OCR and accented characters conservation

DenisCad · March 4, 2024, 2:56pm

Hello, I know that your application is not yet perfectly adapted for French, but some results are disappointing due to the poor handling of accented characters.
I am unsure which OCR engine you use, but considering I often share memes, graphic screenshots and documents with French texts inside, I get very poor results.
It is also unfortunate that text extraction from web pages does not retain the specific characters of my language correctly.
In short, it’s a pity, given the power your tool is capable of.
I am not talking about the translation of the GUI. An average French user is according to me already very satisfied with the actual GUI in English language.
Cheers

sofia · March 7, 2024, 9:16am

Hi @DenisCad,

Thank you for your feedback.

The App is currently optimised for English, however it can also answer questions in French.

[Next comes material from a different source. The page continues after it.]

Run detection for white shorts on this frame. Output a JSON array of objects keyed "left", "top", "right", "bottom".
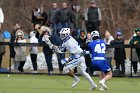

With regards to text extraction from web pages, even if the specific french characters are not recognised, the overall meaning of the text should still be understood by the AI in order to answer your french questions. If that’s not the case, could you please share examples of questions you’ve asked that have not been correctly answered, so we can better understand the specifics of the issue.

It’s also worth making sure that the memes, graphic screenshots and documents that you upload are being properly learned by the AI. If it was unable to extract the content, it won’t be able to answer your questions, no matter the language.

I hope this helps.

Best,
Sofia

DenisCad · March 9, 2024, 10:14am

Sofia, for example try this meme image and read the “preview image content”… It’s not good.
I also saw something quite bad with a web page. I have to find where it was and I’ll be back.

DenisCad · March 9, 2024, 10:25am

Another example with a web page. For example this url A. Bordiga : Auschwitz ou le grand alibi
with the screenshot of the preview… We’ll

sofia · March 11, 2024, 6:08pm

Hi @DenisCad,

Thanks for sharing these examples.

For images to text (such as the meme you sent), the issue is due to the OCR which is optimised for english. It does recognise some accents and particular characters however it currently works best with English text.

For the website that you shared, the issue is with the encoding of this particular website. It uses a ISO-8859-1 encoding, which is why the AI is not able to extract the text correctly. Most pages use UTF-8 or a multibyte encoding which adapts to languages. myReach is able to extract and understand all the text in those. However, if the page is set with a single-byte encoding in french, it can’t provide access to more foreign characters.

I hope this helps.
Best,
Sofia